The Centaureetum ragusinae is usually classified within the Centaureo cuspidatae-Portenschlagiellion (e.g. Trinajstić Citation1980, Citation2008). However, Terzi et al. (Citation2018) showed floristic similarities with the associations of the Centaureo-Campanulion alliance, in the Northern Adriatic. These similarities are due to the occurrence of the halophytic taxa recorded in several other cliff associations of the Centaureo-Campanulion. On the other hand, the Centaureetum ragusinae lacks almost completely the character species of both of the abovementioned alliances. Therefore, we provisionally classify the Centaureetum ragusinae within the Centaureo-Portenschlagiellion for geographical reasons, the distribution area of the main character taxon of the association, Centaurea ragusina, extending over the central and southern parts of Dalmatia.

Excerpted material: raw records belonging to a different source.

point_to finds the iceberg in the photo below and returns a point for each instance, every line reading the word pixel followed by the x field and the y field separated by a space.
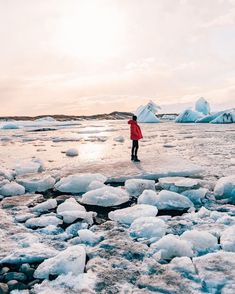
pixel 171 246
pixel 146 113
pixel 71 260
pixel 106 196
pixel 149 228
pixel 78 183
pixel 129 214
pixel 202 106
pixel 136 186
pixel 189 116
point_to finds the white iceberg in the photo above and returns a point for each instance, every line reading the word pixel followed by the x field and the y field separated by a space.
pixel 129 214
pixel 227 239
pixel 146 113
pixel 72 152
pixel 37 183
pixel 200 240
pixel 35 253
pixel 12 189
pixel 136 186
pixel 225 188
pixel 202 106
pixel 178 184
pixel 189 116
pixel 150 228
pixel 105 196
pixel 71 260
pixel 171 246
pixel 78 183
pixel 45 206
pixel 43 221
pixel 227 117
pixel 172 201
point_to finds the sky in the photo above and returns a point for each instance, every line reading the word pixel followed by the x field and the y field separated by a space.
pixel 82 57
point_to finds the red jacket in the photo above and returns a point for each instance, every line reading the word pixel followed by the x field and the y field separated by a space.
pixel 136 133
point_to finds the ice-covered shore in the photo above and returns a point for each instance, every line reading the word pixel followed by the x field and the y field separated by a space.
pixel 98 223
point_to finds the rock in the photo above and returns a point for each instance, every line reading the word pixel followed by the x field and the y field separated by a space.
pixel 21 277
pixel 71 260
pixel 37 183
pixel 136 186
pixel 106 196
pixel 129 214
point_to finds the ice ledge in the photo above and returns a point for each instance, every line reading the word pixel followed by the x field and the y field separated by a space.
pixel 149 168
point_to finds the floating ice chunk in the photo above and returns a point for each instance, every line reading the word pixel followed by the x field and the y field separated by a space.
pixel 74 228
pixel 72 152
pixel 216 270
pixel 196 196
pixel 9 126
pixel 225 188
pixel 12 189
pixel 178 184
pixel 71 260
pixel 45 206
pixel 25 168
pixel 188 116
pixel 200 240
pixel 146 113
pixel 43 221
pixel 88 237
pixel 106 196
pixel 171 246
pixel 70 205
pixel 70 216
pixel 129 214
pixel 36 253
pixel 119 139
pixel 136 186
pixel 182 264
pixel 148 197
pixel 95 185
pixel 150 228
pixel 78 183
pixel 228 239
pixel 37 183
pixel 226 117
pixel 172 201
pixel 78 283
pixel 202 106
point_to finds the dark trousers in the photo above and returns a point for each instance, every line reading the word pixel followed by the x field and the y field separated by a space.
pixel 135 147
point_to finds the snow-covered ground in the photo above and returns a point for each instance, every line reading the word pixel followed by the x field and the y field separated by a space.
pixel 65 229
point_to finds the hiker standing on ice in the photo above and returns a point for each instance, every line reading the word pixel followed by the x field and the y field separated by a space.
pixel 136 135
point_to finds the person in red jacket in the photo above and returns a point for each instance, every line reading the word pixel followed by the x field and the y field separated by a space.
pixel 136 135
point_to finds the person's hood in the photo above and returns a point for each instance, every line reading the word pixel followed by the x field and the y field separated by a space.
pixel 131 121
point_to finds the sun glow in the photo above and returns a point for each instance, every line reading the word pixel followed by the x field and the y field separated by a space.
pixel 91 31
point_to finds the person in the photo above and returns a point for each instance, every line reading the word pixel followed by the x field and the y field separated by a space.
pixel 136 135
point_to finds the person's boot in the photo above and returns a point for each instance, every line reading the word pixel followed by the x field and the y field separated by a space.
pixel 136 159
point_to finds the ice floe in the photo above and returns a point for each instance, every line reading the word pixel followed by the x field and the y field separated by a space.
pixel 71 260
pixel 129 214
pixel 78 183
pixel 105 196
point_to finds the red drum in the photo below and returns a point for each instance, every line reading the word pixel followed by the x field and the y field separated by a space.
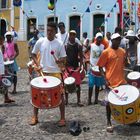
pixel 95 71
pixel 46 94
pixel 133 78
pixel 30 67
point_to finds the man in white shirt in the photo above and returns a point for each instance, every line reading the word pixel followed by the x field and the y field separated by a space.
pixel 48 64
pixel 2 72
pixel 64 36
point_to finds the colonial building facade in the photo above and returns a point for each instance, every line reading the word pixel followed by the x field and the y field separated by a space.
pixel 81 15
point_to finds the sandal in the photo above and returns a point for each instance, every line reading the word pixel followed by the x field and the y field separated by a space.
pixel 109 129
pixel 62 123
pixel 9 101
pixel 34 121
pixel 80 104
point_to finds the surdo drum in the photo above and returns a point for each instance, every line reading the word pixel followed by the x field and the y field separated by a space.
pixel 133 78
pixel 70 84
pixel 46 94
pixel 95 71
pixel 125 104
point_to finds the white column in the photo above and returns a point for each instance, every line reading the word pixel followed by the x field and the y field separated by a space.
pixel 21 32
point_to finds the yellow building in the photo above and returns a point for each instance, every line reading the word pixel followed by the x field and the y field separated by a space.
pixel 12 16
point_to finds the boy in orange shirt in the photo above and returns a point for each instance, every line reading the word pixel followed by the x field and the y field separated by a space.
pixel 113 59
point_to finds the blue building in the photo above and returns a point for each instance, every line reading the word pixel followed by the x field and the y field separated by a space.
pixel 82 15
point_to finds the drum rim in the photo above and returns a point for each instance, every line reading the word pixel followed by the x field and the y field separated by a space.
pixel 46 78
pixel 47 88
pixel 44 107
pixel 69 77
pixel 131 73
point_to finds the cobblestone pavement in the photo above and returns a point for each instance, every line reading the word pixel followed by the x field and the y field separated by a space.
pixel 14 119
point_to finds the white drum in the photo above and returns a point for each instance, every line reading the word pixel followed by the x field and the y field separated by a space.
pixel 125 104
pixel 8 62
pixel 46 93
pixel 133 78
pixel 96 71
pixel 70 84
pixel 6 82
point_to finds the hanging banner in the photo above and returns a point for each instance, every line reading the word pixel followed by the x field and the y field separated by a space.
pixel 17 3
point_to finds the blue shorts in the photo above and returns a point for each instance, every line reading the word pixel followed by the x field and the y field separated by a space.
pixel 95 80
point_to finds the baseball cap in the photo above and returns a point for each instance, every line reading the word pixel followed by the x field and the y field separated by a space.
pixel 8 33
pixel 73 31
pixel 98 35
pixel 61 24
pixel 115 35
pixel 130 33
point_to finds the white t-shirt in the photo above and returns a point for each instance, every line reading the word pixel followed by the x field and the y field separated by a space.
pixel 1 63
pixel 95 53
pixel 138 53
pixel 44 46
pixel 85 44
pixel 65 38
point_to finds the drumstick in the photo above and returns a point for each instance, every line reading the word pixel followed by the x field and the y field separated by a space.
pixel 128 70
pixel 114 91
pixel 44 79
pixel 122 95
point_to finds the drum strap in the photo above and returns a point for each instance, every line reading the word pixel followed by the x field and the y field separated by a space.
pixel 62 79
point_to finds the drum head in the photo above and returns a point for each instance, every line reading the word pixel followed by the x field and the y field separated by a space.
pixel 125 94
pixel 6 82
pixel 96 68
pixel 133 75
pixel 48 83
pixel 30 63
pixel 69 80
pixel 8 62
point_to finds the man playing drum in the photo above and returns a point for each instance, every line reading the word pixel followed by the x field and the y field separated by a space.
pixel 113 59
pixel 2 71
pixel 11 52
pixel 48 64
pixel 95 52
pixel 74 56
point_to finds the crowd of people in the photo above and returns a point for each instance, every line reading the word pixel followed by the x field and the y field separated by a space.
pixel 103 59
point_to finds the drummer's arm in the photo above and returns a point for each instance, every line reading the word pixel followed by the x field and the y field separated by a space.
pixel 34 57
pixel 103 74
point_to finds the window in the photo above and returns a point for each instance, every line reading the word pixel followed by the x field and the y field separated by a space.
pixel 74 24
pixel 31 26
pixel 3 3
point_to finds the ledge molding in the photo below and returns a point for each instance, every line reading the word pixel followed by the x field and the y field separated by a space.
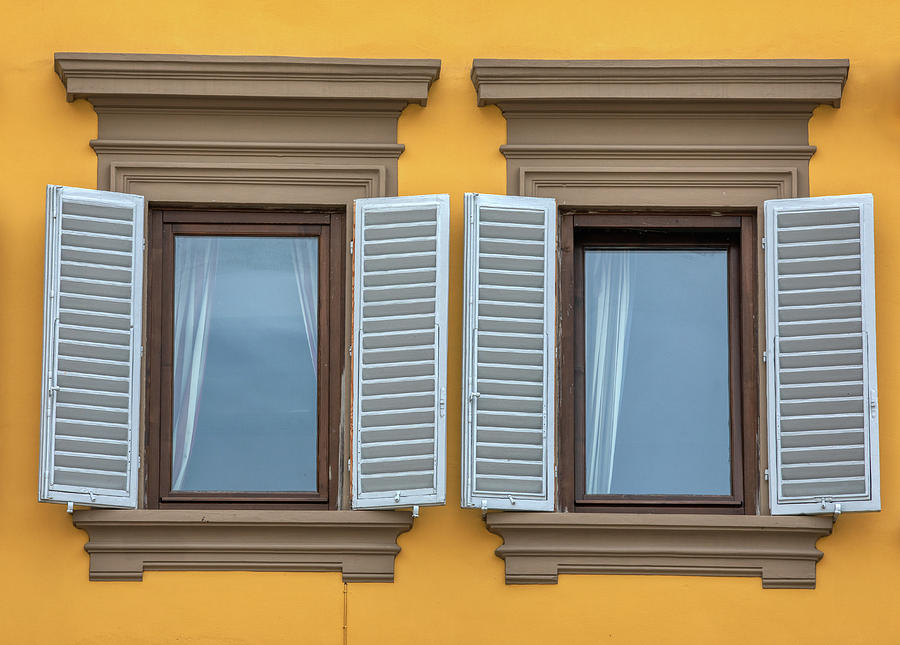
pixel 798 84
pixel 537 547
pixel 361 545
pixel 101 75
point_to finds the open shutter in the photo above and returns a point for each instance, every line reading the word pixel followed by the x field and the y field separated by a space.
pixel 92 347
pixel 400 351
pixel 509 353
pixel 822 387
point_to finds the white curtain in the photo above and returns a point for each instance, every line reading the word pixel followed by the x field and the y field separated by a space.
pixel 305 253
pixel 195 276
pixel 608 285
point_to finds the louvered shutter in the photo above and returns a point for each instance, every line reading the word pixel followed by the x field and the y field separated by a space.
pixel 509 353
pixel 92 347
pixel 822 387
pixel 401 283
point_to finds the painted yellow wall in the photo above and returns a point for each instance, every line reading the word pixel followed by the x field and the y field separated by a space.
pixel 449 585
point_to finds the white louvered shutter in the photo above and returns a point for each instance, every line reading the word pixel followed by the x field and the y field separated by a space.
pixel 400 286
pixel 509 353
pixel 92 347
pixel 822 386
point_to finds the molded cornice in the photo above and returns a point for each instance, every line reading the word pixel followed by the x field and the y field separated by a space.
pixel 537 547
pixel 126 76
pixel 361 545
pixel 791 85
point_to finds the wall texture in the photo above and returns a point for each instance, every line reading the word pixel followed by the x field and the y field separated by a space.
pixel 449 585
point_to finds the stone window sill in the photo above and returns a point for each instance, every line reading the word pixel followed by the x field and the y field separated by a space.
pixel 361 545
pixel 537 547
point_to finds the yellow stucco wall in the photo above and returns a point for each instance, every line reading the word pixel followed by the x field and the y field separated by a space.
pixel 449 585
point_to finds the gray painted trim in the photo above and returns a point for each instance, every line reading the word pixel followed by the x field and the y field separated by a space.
pixel 792 83
pixel 537 547
pixel 361 545
pixel 95 75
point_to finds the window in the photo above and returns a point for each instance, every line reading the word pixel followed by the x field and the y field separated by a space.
pixel 241 310
pixel 658 338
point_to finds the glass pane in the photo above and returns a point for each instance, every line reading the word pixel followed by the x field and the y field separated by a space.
pixel 656 372
pixel 244 373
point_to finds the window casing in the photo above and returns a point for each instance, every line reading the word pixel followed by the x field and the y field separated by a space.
pixel 326 226
pixel 581 231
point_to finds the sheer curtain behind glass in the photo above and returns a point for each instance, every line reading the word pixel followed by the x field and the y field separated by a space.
pixel 657 408
pixel 607 317
pixel 195 278
pixel 245 363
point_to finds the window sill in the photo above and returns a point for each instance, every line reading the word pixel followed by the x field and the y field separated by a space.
pixel 537 547
pixel 361 545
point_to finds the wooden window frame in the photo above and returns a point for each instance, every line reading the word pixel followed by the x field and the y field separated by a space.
pixel 327 224
pixel 736 231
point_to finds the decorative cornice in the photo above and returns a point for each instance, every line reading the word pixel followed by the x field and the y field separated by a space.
pixel 537 547
pixel 790 85
pixel 132 76
pixel 246 148
pixel 653 152
pixel 361 545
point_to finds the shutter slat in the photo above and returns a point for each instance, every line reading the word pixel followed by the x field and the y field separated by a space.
pixel 822 388
pixel 400 351
pixel 509 353
pixel 92 335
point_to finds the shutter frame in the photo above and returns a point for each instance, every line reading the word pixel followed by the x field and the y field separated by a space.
pixel 437 494
pixel 471 496
pixel 49 489
pixel 815 503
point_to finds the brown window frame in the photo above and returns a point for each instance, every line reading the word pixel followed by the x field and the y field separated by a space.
pixel 165 221
pixel 736 231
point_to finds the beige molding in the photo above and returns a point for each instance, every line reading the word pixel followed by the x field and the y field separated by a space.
pixel 245 183
pixel 100 75
pixel 643 186
pixel 587 151
pixel 361 545
pixel 792 84
pixel 247 148
pixel 537 547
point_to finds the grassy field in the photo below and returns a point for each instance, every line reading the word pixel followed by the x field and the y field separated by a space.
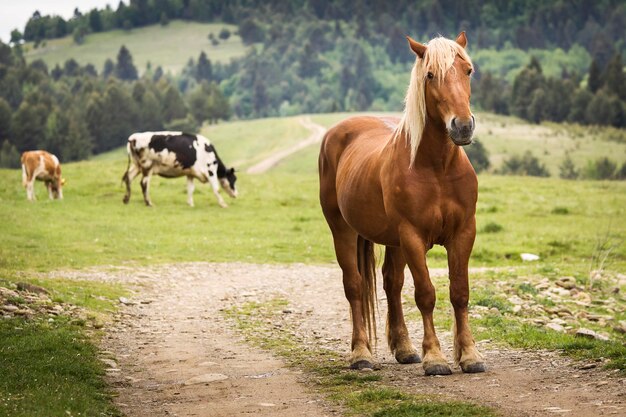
pixel 277 218
pixel 169 46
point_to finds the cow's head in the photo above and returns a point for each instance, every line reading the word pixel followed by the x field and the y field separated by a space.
pixel 228 182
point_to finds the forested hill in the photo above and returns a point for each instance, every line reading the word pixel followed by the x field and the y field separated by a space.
pixel 594 24
pixel 557 61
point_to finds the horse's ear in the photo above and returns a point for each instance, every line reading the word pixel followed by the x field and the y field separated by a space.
pixel 462 39
pixel 417 47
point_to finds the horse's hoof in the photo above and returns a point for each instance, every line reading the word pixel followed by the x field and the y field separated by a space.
pixel 474 368
pixel 362 364
pixel 437 369
pixel 410 358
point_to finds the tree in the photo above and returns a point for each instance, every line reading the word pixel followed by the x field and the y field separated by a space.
pixel 79 34
pixel 204 69
pixel 71 68
pixel 578 109
pixel 5 119
pixel 124 68
pixel 16 37
pixel 95 21
pixel 173 104
pixel 594 82
pixel 29 126
pixel 605 109
pixel 528 80
pixel 615 80
pixel 224 34
pixel 108 69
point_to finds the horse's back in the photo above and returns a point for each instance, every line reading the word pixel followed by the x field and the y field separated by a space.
pixel 365 133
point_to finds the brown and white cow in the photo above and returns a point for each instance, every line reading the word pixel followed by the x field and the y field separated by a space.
pixel 42 166
pixel 177 154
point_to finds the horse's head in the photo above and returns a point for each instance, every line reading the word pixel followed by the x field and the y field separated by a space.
pixel 446 69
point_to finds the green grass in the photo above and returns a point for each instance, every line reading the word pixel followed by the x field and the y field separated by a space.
pixel 245 143
pixel 357 393
pixel 522 335
pixel 277 218
pixel 50 369
pixel 169 46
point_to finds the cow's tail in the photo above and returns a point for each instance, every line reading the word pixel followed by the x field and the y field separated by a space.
pixel 367 269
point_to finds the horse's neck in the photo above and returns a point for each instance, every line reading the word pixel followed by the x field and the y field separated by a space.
pixel 436 150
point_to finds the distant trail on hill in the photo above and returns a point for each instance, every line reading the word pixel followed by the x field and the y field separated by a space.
pixel 317 132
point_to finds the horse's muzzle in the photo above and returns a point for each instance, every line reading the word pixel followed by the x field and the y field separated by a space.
pixel 461 131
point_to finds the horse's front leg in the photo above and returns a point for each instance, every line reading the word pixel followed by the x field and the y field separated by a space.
pixel 465 352
pixel 397 333
pixel 414 251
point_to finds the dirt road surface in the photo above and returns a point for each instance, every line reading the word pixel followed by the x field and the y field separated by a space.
pixel 317 132
pixel 176 355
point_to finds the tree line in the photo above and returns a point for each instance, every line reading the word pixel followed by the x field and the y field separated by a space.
pixel 598 99
pixel 594 24
pixel 73 112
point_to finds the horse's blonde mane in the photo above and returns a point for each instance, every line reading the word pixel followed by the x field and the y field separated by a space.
pixel 438 59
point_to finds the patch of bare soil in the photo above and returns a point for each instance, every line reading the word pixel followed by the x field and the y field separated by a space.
pixel 177 355
pixel 317 132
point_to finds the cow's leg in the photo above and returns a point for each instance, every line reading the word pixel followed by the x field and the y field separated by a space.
pixel 49 187
pixel 397 333
pixel 128 177
pixel 190 188
pixel 215 186
pixel 414 251
pixel 30 190
pixel 465 352
pixel 145 187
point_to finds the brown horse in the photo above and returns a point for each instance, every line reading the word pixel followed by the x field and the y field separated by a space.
pixel 407 184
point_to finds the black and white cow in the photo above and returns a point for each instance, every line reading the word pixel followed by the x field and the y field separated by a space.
pixel 174 154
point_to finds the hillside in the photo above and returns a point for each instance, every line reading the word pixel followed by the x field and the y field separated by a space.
pixel 246 142
pixel 169 46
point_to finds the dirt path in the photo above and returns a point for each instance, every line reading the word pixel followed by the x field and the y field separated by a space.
pixel 174 333
pixel 317 132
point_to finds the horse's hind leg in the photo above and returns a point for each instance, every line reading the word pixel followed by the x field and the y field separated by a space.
pixel 465 352
pixel 397 333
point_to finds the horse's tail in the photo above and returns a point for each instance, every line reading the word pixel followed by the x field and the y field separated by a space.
pixel 367 268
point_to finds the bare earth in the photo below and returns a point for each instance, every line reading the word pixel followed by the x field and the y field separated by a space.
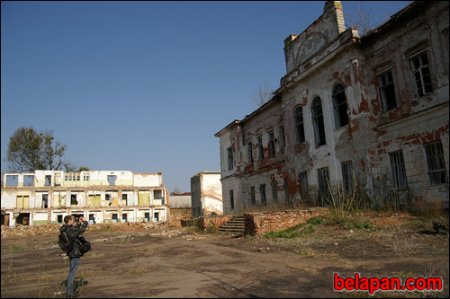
pixel 137 261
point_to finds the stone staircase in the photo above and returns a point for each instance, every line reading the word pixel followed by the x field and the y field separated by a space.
pixel 234 226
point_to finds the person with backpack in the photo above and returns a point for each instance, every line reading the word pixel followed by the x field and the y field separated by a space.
pixel 73 230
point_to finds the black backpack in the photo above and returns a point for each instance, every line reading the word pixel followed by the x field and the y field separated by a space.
pixel 64 242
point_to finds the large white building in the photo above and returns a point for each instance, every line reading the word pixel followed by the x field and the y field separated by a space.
pixel 46 196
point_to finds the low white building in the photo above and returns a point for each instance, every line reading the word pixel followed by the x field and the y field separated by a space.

Holotypus: rel. 2, tab. of “Phagnalo-Centaureetum ragusinae,” p. 258, in Trinajstić (Citation1995); Locus classicus: cliffs in the northwestern part of Mljet Island, Southern Dalmatia; Distribution area: Dalmatia; Diagnostic taxa: Centaurea ragusina, Convolvulus cneorum, Phagnalon rupestre subsp. graecum (locally). Frequent taxa: Centaurea ragusina, Inula verbascifolia, Crithmum maritimum, Allium ampeloprasum, Silene vulgaris, Convolvulus cneorum; Dominant taxon: Centaurea ragusina.
Micromerio kerneri-Onosmetum dalmaticae
The Micromerio kerneri-Onosmetum dalmaticae was invalidly described by Lovrić and Rac (Citation1987) for the canyons of Zrmanja and Čikola (Northern Dalmatia) and classified in the Edraianthion tenuifolii and Moltkietalia petraeae. This association has been recently moved to the Centaureo-Portenschlagiellion (Terzi et al. Citation2018).
The relevés of the Micromerio kerneri-Onosmetum dalmaticae were grouped in the same dendrogram cluster together with those of the Moltkio petraeae-Campanuletum lepidae (). Despite the floristic similarities between these two associations, they cannot be reunited in only one association because their character taxa are mutually exclusive. However, their syntaxonomic relationships need to be reassessed when more relevés are available.
On the other hand, the Moltkio petraeae-Centaureetum voraginicolae, invalidly described by Lovrić (in Lovrić and Rac Citation1987), is here considered as a synonym of the Micromerio kerneri-Onosmetum dalmaticae because of the high frequency of two character taxa, Micromeria kerneri and Asplenium ceterach subsp. bivalens (tab. 1).
Holotypus: rel. 5, tab. 2, p. 113, in Lovrić and Rac (Citation1989); Locus classicus: Krupa canyon, Northern Dalmatia; Distribution area: Northeastern Adriatic, Northern Dalmatia; Diagnostic taxa: Onosma echioides subsp. dalmatica (d), Micromeria kerneri, Seseli tomentosum, Asplenium ceterach subsp. bivalens; Frequent taxa: Onosma echioides subsp. dalmatica, Inula verbascifolia, Seseli tomentosum, Galium corrudifolium, Iris illyrica, Sesleria tenuifolia subsp. tenuifolia, Sedum hispanicum, Micromeria kerneri, Asplenium trichomanes, As. ceterach subsp. bivalens, Campanula pyramidalis, Sedum dasyphyllum; Dominant taxa: Onosma echioides subsp. dalmatica, Inula verbascifolia, Seseli tomentosum.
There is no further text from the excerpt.